American anthropologist and historian

Angela Zito is an American anthropologist and historian whose work focuses on the dialectics of social life in China, and the relationship between religion and media. Currently, she is an associate professor of anthropology and religious studies at New York University. and the co-founder and co-director of NYU's Center for Religion and Media, At NYU, she also organizes, with Zhang Zhen, the Reel China at NYU Film Biennial.

Zito was a founding member of the journal Positions: Asia Critique (Duke University Press) and remains on its editorial board. She directed the ethnographic film Writing in Water (2012), which explores the role of calligraphy in modern China.

== Education and early life ==
Zito was born in Johnstown, Pennsylvania, and received her Ph.D. from the University of Chicago in 1989.

==Books==

Zito is the editor of the 1994 book Body, Subject, and Power in China. In this book, writers approach the study of China from a theoretical and contemporary critical framework.
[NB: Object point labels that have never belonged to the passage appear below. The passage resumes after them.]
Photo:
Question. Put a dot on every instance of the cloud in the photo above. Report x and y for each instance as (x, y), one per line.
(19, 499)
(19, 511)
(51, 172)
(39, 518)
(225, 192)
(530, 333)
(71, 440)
In 1997, Angela Zito wrote Of Body and Brush: Grand Sacrifice as Text/Performance in 18th Century China. This book changed the study of imperial ritual life, taking it seriously as a meaningful basis for the politics of the empire. It appeared in translation in Peking University Press's series on Anthropology and History as Shenti yu bi: 18shiji zhongguo zuowei wenben/biaoyan de Dasi. 身体与笔: 18世纪中国为文本/表演的大祀 translated by Li Jin 李晋.

In 2015, she co-edited the book DV-Made China: Digital Subjects and Social Transformations after Independent Film, which address different types of documentary filmmaking in China.

== Awards and honors ==
In 1991–92, Zito was awarded the National Committee for Communication with the People's Republic of China post-doctoral fellowship by the National Academy of Sciences. Zito received the Henry R. Luce Foundation initiative on Religion and International Affairs grant for September 2011-May 2014. In 2013, she was a recipient of NYU's Arts and Sciences Golden Dozen Teaching Awards for her professorial work at the university.